Here is another case in this sporadic series

Some months ago I looked after a young patient who had been retrieved following a machete injury near the shoulder, resulting in almost total amputation of the arm. The injury had occurred some hours previously, with the patient left at the side of the road.

He had been intubated by the retrieval team at the scene.

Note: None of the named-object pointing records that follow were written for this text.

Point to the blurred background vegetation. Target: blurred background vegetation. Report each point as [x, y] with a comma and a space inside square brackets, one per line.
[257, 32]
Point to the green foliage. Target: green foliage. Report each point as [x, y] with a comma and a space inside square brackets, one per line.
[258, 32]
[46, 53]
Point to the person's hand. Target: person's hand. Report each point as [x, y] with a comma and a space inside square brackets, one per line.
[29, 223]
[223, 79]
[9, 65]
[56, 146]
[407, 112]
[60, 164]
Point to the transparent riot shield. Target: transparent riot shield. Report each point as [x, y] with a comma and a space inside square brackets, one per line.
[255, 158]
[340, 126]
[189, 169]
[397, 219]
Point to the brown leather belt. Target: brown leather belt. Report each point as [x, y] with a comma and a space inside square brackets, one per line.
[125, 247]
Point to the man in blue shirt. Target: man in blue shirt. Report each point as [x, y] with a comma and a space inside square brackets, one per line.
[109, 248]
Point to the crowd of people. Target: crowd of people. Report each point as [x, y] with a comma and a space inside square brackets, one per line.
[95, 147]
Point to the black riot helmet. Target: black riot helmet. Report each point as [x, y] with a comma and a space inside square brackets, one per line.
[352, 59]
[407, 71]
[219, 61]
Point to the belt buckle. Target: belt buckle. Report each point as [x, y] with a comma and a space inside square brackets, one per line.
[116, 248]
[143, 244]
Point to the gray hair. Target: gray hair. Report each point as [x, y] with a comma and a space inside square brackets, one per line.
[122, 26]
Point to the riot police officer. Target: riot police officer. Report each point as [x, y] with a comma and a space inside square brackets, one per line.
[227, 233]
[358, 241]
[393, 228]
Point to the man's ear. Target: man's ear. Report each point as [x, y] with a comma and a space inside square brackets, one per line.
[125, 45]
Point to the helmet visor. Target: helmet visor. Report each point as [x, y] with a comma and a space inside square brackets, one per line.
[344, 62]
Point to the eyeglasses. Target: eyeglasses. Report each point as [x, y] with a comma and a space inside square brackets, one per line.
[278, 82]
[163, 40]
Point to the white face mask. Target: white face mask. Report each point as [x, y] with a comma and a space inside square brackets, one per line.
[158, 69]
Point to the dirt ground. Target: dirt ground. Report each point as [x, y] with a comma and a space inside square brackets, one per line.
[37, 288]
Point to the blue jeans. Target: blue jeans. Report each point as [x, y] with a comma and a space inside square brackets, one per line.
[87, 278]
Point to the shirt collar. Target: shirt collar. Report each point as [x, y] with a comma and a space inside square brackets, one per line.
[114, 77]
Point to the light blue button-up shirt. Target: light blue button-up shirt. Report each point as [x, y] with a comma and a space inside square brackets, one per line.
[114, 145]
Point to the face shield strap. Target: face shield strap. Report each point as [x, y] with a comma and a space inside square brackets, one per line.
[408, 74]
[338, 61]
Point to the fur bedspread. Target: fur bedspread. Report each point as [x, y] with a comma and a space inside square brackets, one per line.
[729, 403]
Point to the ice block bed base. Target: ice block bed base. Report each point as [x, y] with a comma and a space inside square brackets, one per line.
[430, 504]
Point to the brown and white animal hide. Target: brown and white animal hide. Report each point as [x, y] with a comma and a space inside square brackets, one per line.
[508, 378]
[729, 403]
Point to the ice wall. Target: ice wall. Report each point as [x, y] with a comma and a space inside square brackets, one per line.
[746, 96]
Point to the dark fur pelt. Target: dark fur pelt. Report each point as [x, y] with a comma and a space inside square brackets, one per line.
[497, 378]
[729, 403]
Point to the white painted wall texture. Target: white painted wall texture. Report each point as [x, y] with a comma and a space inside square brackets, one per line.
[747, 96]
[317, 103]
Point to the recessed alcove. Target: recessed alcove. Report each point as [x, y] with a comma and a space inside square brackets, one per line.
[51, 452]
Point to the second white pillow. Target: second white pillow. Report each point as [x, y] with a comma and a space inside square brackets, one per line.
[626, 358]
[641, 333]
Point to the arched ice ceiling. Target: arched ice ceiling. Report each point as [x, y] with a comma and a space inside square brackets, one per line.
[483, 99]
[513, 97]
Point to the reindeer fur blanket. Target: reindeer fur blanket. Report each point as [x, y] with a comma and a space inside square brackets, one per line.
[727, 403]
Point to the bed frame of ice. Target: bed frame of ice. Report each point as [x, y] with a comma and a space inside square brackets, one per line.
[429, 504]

On arrival to the Emergency Department his potassium level was 6.5 mmol/L

BT_GS 1.38

Normal serum potassium rise following an intubating dose of suxamethonium is 1.5mmol/L TRUE/FALSE

BT_PO 1.72

ECG changes associated with hyperkalaemia include tall peaked T waves and a shortened PR interval. TRUE/FALSE

He was taken to theatre to reattach the arm. He was hypovolaemic and anuric.

I set about trying to lower his serum potassium and restore his blood volume.

BT_PO 1.40

Salbutamol may be detected as halothane when nebulised within the circle circuit TRUE/FALSE

BT_PO 1.72

Calcium gluconate is used in the  management of hyperkalaemia as it lowers serum potassium TRUE/FALSE

BT_RT 1.9

Hyperkalaemia and hypercalcaemia are potential metabolic consequences of massive transfusion    TRUE/FALSE

To be honest, nothing I tired (and I tried a lot of everything I could think of, short of starting dialysis) lowered his potassium at all. But at least it didn’t increase any further. He survived the reimplantation  and was transferred to ICU for further management, including some much needed haemodialysis.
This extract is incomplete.